Selbst ein alter HZ-30 hat nur 18
Ein HZ-36 (10/100 Mhz) kommt mit 47/18pF daher
Der Unten verwendete HZ-52 hat nur 16pF.

Ich hab noch etwas ältere Tastköpfe die vieleicht 100pF haben aber die
für HF zu nutzen wäre reiner Unsinn.







Back 2 Topic.

Hab mal schnell nen Quarzgenerator am Oskar probiert.

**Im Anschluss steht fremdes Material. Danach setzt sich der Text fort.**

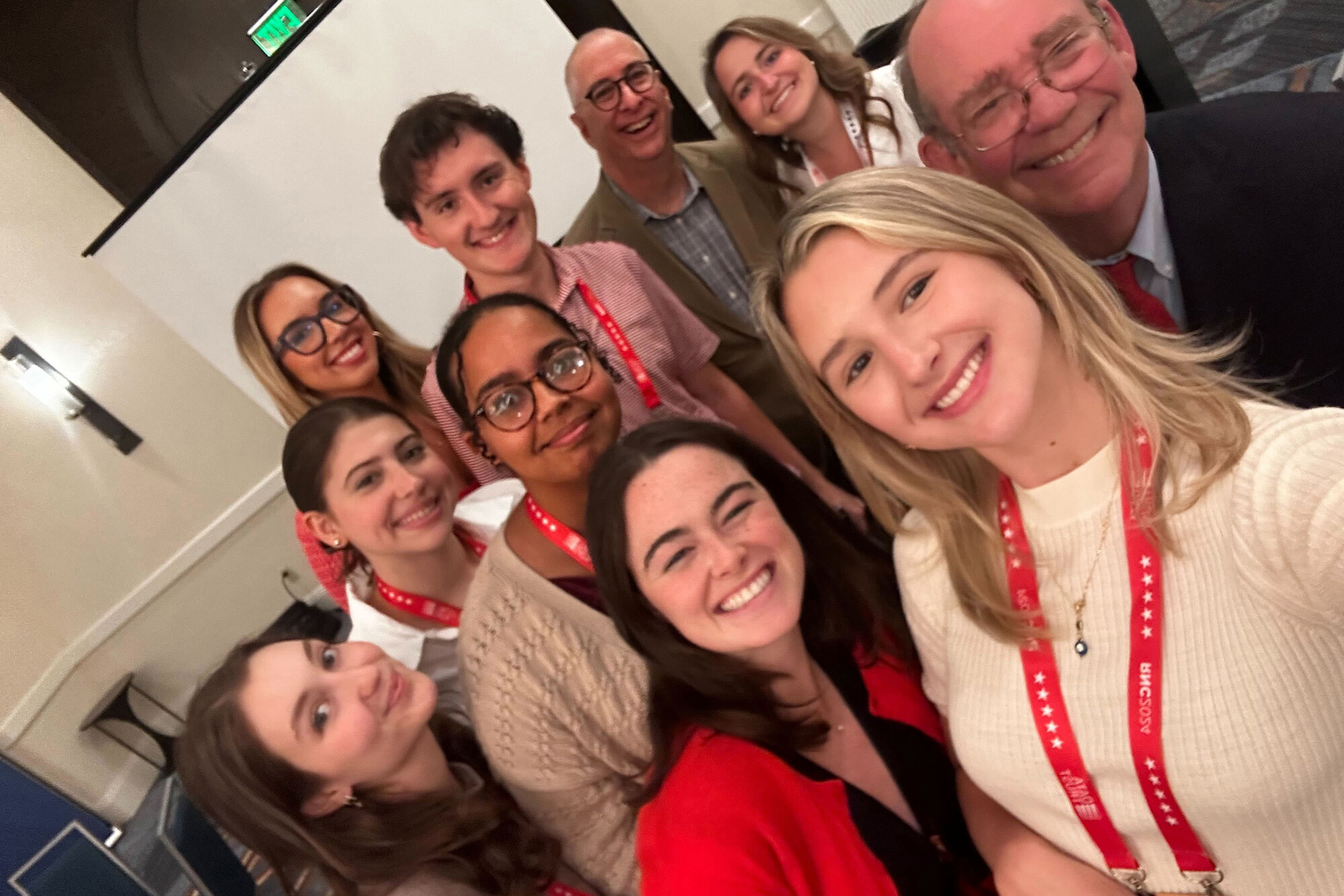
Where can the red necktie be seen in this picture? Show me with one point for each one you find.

Also 40er Generator mit nem 60er Oskar is oben die Vorgabe.
Kann ich hier nicht mit dienen also etwas vergleichbares.

Ich hab hier inner Wohnung nur nen alten 20er Hameg (205-2) also wären
13 Mhz angemessen.

Ich hab nen 14.33 Mhz genommen weil nix anderes da war.
Als Tastkopf kam nen alten HZ-52 zum Einsatz.


Wie man sieht ist die Form auch nicht exact Rechteck aber es sollte
annähernd eines werden.


Natürlich muß ich anmerken das die meisten Oszillatoren bei höhreren
Frequenzen nur noch annähernd Sinus liefern.

Ist auch nicht so verkehrt denn so vermeidet man unnötige Oberwellen
und Sendeeigenschaften der Schaltungen.